結局昨日は週刊誌を買って帰る気にもなれずに、家でモヤモヤした気持ちを抱えながらゴロゴロしていた。
「おはよう、早坂。さあ、サッカー部に入ろう!」
「入らんと言ったら入らん!」
立ち直るの早いな!昨日の今日だぞ?
「何でそんなに嫌がるんだ?」
「めんどいんだよ!金もかかるし!」
「それを補って余りあるほど、楽しいぞ!」
「俺は今のままで充分満足してんの。これ以上楽しくならんでいい」
俺は自由でいたいからな。部活で自分の時間を削られるなんてたまったもんじゃない。
「考えておいてくれと言ったのに」
「考えた結果、入らんと決めた」
「いけずだなぁ。ひねくれてるなぁ」
「それで結構。俺はやらない」
「気が変わったら言ってくれ。枠は空いてるから」
「ああ」
やらんけどな。断じて。



「授業中は退屈そうだな」
「あんなモン面白がって受ける奴いないだろ」
「そんな毎日には刺激が必要だよな」
「そうかもな」
「サッカーがおすすめだ」
「そりゃいい。
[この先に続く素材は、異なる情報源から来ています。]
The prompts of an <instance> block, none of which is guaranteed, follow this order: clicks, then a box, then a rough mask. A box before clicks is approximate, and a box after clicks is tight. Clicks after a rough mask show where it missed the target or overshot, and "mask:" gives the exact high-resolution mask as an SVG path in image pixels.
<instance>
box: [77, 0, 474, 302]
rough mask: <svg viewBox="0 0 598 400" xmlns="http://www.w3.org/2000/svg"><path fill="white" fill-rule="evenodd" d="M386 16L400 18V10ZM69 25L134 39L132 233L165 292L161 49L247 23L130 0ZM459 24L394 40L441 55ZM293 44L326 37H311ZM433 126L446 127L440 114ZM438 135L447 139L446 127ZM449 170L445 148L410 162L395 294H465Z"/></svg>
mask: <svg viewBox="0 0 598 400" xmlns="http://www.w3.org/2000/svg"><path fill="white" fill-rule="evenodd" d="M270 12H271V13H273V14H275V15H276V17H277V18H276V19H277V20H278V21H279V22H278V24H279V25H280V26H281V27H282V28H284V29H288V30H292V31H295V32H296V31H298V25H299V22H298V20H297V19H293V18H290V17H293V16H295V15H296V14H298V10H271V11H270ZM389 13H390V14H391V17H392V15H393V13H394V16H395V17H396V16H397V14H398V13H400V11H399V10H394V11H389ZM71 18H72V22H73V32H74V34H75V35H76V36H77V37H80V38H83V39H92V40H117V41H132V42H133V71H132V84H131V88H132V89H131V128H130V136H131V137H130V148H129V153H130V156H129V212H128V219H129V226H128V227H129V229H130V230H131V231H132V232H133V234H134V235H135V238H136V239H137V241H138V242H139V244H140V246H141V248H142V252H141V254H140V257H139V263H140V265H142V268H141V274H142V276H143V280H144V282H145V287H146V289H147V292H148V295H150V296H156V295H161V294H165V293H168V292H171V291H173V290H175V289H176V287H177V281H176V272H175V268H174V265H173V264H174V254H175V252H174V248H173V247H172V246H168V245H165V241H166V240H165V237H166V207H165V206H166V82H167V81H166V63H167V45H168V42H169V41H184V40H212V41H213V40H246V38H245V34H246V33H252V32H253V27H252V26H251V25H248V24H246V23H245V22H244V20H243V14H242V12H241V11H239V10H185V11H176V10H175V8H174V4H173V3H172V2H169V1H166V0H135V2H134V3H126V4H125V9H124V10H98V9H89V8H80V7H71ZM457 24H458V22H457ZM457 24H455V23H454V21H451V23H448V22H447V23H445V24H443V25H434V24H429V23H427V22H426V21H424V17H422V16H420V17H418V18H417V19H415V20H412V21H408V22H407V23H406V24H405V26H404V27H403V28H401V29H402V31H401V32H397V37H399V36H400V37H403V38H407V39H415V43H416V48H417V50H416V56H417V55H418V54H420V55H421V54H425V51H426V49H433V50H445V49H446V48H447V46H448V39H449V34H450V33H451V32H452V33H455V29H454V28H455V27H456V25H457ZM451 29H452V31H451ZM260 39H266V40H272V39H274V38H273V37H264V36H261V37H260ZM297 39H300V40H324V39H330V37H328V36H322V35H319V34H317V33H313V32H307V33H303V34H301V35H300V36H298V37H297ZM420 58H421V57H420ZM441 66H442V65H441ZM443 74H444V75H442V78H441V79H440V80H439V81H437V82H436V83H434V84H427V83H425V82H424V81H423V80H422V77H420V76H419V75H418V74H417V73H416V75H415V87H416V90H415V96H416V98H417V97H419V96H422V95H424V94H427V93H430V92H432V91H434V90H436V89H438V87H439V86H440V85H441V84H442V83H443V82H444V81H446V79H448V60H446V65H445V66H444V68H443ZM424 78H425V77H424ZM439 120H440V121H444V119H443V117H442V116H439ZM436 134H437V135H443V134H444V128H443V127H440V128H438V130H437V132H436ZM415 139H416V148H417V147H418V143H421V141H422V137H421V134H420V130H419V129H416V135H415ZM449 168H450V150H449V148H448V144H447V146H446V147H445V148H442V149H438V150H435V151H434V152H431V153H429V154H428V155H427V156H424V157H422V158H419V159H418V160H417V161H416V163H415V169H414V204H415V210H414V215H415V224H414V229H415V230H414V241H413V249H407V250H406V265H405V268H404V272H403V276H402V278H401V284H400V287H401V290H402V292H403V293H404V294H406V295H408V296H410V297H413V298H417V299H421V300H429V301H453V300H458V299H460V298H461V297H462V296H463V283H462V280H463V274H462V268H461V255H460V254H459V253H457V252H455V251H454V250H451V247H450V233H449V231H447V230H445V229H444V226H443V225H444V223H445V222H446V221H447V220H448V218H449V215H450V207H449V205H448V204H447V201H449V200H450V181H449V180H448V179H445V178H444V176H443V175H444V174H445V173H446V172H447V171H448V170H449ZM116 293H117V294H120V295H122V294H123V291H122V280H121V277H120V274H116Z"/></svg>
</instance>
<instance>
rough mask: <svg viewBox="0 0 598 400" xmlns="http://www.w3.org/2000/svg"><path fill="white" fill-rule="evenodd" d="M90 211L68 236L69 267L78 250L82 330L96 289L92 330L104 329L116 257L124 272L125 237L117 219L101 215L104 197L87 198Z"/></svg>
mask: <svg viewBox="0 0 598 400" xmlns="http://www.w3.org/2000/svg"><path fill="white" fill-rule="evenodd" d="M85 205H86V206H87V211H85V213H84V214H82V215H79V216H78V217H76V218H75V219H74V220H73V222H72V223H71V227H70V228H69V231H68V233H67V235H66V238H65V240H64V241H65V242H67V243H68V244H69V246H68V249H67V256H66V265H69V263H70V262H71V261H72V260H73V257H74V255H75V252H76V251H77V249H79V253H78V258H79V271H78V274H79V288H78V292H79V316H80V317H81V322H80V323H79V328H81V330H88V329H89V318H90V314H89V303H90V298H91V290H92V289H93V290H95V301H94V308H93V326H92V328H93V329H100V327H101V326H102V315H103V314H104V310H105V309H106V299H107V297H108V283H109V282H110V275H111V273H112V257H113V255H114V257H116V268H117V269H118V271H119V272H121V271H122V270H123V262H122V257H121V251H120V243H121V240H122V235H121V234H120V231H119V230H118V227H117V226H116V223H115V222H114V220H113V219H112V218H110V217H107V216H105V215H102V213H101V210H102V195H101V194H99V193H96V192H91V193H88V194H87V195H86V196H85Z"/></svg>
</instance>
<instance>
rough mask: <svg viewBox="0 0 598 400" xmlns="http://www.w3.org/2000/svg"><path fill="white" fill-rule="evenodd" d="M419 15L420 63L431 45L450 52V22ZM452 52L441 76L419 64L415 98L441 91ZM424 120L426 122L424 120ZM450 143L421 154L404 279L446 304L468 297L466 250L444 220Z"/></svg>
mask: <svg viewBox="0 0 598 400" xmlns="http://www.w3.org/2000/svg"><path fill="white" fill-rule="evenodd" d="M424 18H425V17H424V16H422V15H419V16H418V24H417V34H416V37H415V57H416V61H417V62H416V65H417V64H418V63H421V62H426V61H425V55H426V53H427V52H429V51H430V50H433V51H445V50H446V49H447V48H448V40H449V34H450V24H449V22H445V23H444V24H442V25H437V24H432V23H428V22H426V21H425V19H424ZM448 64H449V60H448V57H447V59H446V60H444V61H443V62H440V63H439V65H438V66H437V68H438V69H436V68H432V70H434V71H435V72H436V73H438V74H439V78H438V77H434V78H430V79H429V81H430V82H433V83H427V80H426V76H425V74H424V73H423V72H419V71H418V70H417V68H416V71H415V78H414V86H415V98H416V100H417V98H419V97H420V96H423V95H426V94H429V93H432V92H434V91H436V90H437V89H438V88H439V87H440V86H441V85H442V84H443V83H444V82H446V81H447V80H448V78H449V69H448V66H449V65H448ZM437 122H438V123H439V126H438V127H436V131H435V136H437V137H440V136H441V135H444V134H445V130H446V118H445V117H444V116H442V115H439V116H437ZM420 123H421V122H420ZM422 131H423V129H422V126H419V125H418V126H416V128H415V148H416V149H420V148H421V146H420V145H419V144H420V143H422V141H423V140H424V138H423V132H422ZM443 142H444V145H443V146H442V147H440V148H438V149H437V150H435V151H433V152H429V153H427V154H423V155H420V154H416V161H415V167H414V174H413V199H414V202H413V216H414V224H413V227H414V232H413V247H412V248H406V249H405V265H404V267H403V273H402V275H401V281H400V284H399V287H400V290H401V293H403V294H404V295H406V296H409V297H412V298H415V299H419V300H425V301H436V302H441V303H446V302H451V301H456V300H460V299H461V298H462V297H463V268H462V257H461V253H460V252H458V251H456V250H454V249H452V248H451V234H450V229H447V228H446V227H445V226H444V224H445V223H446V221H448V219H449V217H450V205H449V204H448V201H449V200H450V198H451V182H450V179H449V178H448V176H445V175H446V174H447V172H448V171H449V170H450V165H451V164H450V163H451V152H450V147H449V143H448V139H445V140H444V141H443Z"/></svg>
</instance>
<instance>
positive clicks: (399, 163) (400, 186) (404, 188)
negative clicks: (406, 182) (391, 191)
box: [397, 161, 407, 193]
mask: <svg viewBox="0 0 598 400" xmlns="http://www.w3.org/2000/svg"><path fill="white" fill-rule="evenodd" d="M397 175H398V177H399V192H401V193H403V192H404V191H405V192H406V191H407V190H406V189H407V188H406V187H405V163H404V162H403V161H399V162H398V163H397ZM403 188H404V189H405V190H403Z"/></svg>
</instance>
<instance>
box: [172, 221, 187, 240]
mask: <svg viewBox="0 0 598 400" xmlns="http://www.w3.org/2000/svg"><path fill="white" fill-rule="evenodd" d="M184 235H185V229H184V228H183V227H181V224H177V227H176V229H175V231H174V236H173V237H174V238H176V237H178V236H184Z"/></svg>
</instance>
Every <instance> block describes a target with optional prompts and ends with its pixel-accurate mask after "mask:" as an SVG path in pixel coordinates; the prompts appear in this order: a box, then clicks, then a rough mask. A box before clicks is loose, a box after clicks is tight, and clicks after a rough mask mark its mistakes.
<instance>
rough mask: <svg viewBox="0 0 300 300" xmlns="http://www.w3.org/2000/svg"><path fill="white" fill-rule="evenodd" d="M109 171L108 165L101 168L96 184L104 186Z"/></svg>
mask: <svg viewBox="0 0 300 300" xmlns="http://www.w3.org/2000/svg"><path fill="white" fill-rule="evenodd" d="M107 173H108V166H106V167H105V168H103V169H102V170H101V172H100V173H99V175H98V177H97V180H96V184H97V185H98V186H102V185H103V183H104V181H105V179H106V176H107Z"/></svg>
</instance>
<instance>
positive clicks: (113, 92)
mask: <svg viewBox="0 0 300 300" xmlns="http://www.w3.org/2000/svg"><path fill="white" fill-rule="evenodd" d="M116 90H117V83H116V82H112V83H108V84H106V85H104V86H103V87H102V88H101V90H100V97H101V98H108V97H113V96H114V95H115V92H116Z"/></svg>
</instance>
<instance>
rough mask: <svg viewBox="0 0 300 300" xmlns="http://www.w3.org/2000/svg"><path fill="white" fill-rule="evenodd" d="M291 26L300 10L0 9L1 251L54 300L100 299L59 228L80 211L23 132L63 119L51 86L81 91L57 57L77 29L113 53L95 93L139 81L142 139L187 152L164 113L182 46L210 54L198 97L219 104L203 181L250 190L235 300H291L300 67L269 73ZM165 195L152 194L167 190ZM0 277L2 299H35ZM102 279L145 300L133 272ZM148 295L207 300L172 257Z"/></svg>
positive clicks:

他の奴にすすめてこい」



「食堂は安くてボリューム満点だ」
「激しく同意する」
「体力もつくぞ」
「だな」
「サッカーをやるしかないな」
「お前がやっとけ」



「面白そうなマンガだな」
「ああ」
「もっと面白いものがあるぞ」
「興味深い」
「サッカーだ」
「最高だな。勝手に頑張ってろ」



「今日は遅いな」
「ちょっと寝坊したんだ」
「なるほど。そこで提案だ」
「何だ?」
「サッカーをしよう」
「もはや脈絡がないんだが」



もう何なんだあいつは毎日毎日……。いい加減うんざりだぜ。ノイローゼになっちまいそうだ。
「翔、早坂翔」
「…………何だ堀口美星」
「移動教室だぞ。早く行かないと間に合わない」
「そうだな。行くか」
教科書とノートと筆記用具を持って教室を出る。化学実験室はどっちだったかな。滅多に使わんから場所なんか覚えてない。
「こっちこっち」
「おお、そっちか」
よく覚えてんな。
「さてと、サッカーの話だが」
「よく判った。判ったからもう口を開くな」
「入ってくれるのか!?」
「だ、ま、れ、と言ってる。入るわけあるかバカ野郎」
「……何で入ってくれないんだ……こんなに誘ってるのに……」
こんなに誘ってるから逆に入らないんだろうが。やっぱ頭弱い子だな。